Mas não para por aí, a violência também parte do estado através da violência policial. Ocorreu mais uma chacina esta semana no Rio de Janeiro. Até o momento, são 25 pessoas assassinadas e mais 10 internadas. Soma-se a outros casos como o fuzilamento de um carro com 80 tiros em 2019, o assassinato de 11 pessoas em Guararema em São Paulo, ou as 12 pessoas mortas no Cabula em 2015. Em resumo, o Brasil tem a polícia que mais mata na América Latina, ficando atrás apenas de El Salvador.

O pesquisador Cláudio Ferraz, da Universidade de British Columbia no Canadá, escreveu um artigo em 2019, no Nexo Jornal, sobre os custos da violência policial, detalhando diversos estudos empíricos. Existem dois custos diretos para as famílias envolvidas com a perda de um ente querido, o econômico, se a vítima é responsável pelo sustento da família, e psicológico. Do ponto de vista coletivo, existe a perda da confiança na polícia e na legitimidade do Estado. O pesquisador também cita os resultados da pesquisa Latinobarômetro, na qual mais da metade da população diz ter pouca ou nenhuma confiança na política, e uma pesquisa do Datafolha que mostra que metade dos brasileiros têm medo da polícia. 

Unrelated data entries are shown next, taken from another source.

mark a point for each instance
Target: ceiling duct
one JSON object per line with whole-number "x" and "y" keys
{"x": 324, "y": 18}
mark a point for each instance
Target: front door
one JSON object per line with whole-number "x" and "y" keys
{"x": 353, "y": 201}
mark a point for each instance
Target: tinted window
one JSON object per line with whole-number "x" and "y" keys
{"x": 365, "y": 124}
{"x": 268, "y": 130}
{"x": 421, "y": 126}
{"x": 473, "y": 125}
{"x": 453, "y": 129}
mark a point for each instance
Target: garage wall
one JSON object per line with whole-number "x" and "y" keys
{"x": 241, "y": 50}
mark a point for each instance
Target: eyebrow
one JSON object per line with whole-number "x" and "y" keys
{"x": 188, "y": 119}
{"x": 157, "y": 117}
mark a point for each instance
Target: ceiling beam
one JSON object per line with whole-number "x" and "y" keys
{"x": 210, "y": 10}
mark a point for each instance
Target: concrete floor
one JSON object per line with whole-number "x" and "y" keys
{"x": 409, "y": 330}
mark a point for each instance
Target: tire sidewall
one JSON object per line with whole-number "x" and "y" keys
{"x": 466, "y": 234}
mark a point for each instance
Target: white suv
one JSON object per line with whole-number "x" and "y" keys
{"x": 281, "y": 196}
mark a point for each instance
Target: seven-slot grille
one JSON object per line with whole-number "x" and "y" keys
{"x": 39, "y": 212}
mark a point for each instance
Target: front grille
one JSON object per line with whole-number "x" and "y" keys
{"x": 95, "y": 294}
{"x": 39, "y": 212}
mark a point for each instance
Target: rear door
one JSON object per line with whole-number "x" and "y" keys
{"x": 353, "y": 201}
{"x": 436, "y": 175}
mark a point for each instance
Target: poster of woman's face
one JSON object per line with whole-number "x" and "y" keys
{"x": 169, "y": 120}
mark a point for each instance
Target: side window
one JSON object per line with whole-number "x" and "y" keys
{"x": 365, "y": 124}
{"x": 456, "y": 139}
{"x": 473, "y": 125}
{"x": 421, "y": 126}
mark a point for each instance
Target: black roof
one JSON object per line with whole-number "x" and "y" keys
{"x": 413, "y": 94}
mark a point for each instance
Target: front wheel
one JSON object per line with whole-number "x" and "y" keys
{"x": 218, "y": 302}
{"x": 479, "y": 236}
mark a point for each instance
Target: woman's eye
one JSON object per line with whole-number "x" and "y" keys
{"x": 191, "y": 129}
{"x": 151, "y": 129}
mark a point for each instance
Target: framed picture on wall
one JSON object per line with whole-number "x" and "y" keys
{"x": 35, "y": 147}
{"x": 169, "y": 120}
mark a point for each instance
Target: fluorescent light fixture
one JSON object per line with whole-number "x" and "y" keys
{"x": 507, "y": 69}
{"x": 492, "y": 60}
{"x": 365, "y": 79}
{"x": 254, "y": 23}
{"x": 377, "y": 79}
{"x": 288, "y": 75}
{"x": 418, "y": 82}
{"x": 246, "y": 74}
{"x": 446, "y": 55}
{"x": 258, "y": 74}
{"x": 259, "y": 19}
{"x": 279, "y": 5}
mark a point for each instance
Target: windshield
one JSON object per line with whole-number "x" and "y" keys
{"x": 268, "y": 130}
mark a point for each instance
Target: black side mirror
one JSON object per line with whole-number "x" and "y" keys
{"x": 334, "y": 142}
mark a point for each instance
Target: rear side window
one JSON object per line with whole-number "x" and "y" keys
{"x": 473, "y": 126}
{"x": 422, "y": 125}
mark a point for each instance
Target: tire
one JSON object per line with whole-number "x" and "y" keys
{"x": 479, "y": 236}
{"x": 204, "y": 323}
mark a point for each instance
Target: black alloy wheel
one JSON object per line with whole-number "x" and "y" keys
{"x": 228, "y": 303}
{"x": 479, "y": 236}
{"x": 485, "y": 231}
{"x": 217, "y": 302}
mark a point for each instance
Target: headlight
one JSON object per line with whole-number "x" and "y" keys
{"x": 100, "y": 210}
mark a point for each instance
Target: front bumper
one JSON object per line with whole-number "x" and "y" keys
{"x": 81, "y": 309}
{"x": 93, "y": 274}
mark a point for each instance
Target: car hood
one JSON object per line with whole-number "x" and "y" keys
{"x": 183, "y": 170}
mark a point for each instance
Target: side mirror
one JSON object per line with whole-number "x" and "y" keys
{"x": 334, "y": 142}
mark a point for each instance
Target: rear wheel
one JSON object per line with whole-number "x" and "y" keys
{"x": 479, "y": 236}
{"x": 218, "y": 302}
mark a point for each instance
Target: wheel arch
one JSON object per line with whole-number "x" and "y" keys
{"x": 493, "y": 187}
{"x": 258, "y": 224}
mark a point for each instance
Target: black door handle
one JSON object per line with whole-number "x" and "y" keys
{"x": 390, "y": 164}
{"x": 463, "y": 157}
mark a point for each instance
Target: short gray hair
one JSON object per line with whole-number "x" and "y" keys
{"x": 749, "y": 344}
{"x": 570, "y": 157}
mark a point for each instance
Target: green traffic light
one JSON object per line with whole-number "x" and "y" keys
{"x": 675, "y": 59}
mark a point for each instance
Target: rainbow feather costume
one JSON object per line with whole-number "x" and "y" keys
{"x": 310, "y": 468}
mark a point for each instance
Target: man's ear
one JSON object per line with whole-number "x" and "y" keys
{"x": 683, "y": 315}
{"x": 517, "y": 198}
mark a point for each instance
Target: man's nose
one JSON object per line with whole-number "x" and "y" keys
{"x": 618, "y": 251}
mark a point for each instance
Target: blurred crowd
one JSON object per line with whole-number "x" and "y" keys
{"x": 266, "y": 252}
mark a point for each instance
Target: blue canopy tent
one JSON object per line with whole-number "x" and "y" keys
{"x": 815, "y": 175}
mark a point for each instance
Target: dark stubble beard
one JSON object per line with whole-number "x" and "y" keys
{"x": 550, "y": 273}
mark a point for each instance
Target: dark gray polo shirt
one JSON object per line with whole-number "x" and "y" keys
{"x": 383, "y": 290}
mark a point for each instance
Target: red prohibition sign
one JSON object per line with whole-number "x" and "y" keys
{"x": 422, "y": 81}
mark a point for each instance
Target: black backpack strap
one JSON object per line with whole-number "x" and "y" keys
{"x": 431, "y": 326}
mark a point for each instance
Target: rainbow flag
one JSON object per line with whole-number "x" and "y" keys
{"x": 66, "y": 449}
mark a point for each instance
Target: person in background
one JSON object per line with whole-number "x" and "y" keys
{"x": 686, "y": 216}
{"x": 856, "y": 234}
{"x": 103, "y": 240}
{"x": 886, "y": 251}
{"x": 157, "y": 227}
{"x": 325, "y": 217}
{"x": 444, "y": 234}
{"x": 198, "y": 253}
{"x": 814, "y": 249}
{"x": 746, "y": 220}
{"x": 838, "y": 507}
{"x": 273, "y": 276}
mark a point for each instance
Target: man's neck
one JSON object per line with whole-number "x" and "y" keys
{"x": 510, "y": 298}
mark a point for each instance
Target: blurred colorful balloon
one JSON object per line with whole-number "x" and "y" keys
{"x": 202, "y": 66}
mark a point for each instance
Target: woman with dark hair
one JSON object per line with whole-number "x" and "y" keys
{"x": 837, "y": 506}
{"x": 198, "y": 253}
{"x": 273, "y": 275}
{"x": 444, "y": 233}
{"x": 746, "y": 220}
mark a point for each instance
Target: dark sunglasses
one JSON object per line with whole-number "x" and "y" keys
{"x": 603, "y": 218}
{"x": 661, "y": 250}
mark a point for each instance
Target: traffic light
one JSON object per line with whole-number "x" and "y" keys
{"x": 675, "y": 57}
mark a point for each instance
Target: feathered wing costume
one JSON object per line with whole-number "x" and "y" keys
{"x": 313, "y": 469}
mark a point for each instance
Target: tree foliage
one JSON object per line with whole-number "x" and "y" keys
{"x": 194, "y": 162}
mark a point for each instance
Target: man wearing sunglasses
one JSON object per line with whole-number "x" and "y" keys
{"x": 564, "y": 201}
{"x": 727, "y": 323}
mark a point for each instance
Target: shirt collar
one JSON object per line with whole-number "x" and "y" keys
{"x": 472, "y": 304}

Resolver o problema da violência não é fácil, mas já dispomos de algumas evidências. Recentemente, a Secretaria de Segurança do Estado de São Paulo divulgou que o uso de câmeras acopladas nas fardas policiais reduziu confrontos em intervenções deflagradas pelos batalhões em 87%. O número de pessoas mortas caiu 36% após a adoção das câmeras.

A violência, como o carnaval e o futebol, virou uma marca registrada do nosso país. Temos a oportunidade de tentar mudar de alguma forma essa situação em ano eleitoral, escolhendo políticos que tratam esta questão de forma séria. Bandido bom não é bandido morto. A versão desta frase propagada pela extrema direita foi praticada como nunca nos últimos quatro anos e nada mudou. Precisamos de representantes que proponham ações baseadas na experiência internacional de sucesso, onde as práticas seguem no sentido da prevenção: melhoria das condições de emprego e renda, mais e melhores políticas educacionais e sociais, reformulação da atual política de combate e criminalização das drogas, mas também, melhoria das condições de trabalho dos policiais, e melhor sistema de fiscalização e punição em casos de excesso.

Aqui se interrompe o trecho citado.